Rate Limiter - rFronteddu/general_wiki GitHub Wiki

Rate Limiter

System requirements

Functional Requirements

Limit number of requests an entity can send to an API within a time window (e.g. 15 requests per second)
APIs accessible through a cluster, rate limit should be considered across different servers.
Users should get an error message whenever the defined threshold is crossed within a single or across a a combination of servers.

Non functional

System highly available. Rate limiter must always work since it protects our service from external attacks.
Rate limiter should not introduce substantial latencies that affect user experience.

How to do rate limiting

Rate limiting is a process that is used to define the rate and speed at which consumers can access APIs.
Throttling is the process of controlling the usage of the APIs by customers during a given period. When a throttle limit is crossed, the server should return HTTP status 429 - too many requests.

Different types of throttling

Hard throttling: Number of requests cannot exceed throttle limit
Soft: We can set the limit to be around a threshold
Elastic/Dynamic: Requests can go over if there are resources

Algorithms for rate limiting

Fixed Window: limit in a fixed period (for example, every 0-60 seconds reset the counters regardless of when the call is done).
Rolling window: Time window is considered from the fraction of the time at which the request is made plus the window length.

High level design

The rate limiter will decide which requests will be served by the API server and which will be declined. Once a new request arrives, the Web Server first asks the Rate Limiter if it will be served or throttled.

RL high level

Basic System Design and Algorithm

For each unique user, we need to keep a count representing how many requests the user has made and a timestamp indicating when we started counting the requests. We can keep it in a hash table, where the key can be the UserID and the value can be a structure containing an integer for the Count and an Integer for the Epoch time.
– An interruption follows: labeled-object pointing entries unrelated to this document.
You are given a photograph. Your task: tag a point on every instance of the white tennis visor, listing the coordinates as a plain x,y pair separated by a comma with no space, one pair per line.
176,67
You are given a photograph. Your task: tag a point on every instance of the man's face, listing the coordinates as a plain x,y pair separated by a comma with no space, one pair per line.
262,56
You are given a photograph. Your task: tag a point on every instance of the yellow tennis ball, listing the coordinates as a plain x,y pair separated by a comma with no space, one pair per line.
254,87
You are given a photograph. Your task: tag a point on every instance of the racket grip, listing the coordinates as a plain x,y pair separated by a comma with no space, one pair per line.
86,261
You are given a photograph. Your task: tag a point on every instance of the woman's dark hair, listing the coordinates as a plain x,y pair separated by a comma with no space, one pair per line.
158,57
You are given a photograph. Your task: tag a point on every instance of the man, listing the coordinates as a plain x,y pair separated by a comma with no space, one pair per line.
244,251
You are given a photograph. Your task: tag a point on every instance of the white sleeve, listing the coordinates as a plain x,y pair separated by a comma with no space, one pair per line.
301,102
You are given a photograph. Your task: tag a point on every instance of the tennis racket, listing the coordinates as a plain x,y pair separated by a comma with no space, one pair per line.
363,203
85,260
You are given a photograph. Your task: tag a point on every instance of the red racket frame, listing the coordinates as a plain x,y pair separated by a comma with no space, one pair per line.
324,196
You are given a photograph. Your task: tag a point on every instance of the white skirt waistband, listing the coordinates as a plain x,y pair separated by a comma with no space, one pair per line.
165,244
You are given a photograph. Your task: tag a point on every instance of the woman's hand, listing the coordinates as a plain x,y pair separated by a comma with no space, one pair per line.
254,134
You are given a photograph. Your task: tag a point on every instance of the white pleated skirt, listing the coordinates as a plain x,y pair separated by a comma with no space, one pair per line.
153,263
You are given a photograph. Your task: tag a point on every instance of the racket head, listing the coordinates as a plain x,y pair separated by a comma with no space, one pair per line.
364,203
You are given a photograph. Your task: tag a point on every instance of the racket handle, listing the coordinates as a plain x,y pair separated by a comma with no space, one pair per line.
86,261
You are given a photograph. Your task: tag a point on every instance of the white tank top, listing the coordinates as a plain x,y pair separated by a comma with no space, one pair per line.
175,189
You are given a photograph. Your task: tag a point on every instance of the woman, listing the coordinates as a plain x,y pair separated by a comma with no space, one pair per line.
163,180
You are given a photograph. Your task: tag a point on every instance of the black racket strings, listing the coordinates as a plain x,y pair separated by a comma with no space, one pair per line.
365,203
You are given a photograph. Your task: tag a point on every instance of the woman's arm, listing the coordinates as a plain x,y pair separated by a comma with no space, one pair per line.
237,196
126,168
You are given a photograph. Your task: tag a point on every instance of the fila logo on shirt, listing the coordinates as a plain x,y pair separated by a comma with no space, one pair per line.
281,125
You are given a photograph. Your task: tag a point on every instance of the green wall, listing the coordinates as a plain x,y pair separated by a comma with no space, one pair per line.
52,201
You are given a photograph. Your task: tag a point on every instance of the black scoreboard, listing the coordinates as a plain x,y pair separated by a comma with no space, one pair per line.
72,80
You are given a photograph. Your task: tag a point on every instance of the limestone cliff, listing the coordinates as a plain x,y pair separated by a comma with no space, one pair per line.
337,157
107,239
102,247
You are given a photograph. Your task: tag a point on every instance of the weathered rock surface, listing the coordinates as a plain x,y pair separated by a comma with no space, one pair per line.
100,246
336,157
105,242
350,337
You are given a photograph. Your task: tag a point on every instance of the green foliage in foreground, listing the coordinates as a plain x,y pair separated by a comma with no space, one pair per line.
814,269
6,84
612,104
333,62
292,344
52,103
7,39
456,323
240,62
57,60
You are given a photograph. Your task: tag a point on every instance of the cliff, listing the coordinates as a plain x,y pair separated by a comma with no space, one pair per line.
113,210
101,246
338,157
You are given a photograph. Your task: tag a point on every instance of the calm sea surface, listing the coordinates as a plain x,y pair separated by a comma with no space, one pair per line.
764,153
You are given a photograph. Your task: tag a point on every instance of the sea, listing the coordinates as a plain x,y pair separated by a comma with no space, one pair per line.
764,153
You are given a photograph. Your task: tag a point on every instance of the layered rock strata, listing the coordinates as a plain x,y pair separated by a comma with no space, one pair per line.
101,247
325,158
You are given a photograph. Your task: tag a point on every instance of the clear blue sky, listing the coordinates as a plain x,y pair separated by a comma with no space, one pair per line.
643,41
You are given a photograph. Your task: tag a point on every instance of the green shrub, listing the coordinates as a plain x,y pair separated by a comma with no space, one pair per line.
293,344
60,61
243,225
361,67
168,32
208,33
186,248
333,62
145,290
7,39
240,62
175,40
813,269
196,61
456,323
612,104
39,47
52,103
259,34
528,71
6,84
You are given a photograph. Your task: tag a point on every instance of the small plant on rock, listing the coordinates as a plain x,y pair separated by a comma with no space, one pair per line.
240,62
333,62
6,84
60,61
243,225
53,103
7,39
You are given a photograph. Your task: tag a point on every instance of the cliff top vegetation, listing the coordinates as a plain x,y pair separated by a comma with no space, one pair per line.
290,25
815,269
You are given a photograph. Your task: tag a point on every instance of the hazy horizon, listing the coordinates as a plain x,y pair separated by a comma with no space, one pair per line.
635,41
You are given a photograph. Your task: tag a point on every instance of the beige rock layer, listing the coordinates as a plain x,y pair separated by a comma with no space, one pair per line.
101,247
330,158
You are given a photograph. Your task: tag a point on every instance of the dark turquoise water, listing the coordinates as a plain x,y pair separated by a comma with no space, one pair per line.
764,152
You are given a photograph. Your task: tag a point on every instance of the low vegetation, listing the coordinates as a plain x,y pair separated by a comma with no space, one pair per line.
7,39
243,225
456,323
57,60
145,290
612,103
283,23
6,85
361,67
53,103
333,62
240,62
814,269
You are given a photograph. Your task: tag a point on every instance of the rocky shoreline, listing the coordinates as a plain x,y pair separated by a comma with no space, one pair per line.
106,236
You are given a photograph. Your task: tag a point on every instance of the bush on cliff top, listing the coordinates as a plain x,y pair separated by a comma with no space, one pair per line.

Upon receiving a request, if there is no UserID we add if there is, we check if current - start time is larger than the window, if it is, we set the value to 1 and allow the request, otherwise we increment the count counter, if we are over the rate limit threshold we reject the request.

Some problems

This fixed window algorithm can be abused potentially to send double requests by sending 6 consecutive requests, three at the end of the interval before the refresh and 3 right after. A sliding window fixes this problem.
Read and write behavior can create race conditions. A client could send multiple requests trying to exploit update times. We need to lock the counter for each transaction.

How much memory

Assume simple solution, all data in a hash-table.
UserID = 8 bytes
Count = 2 bytes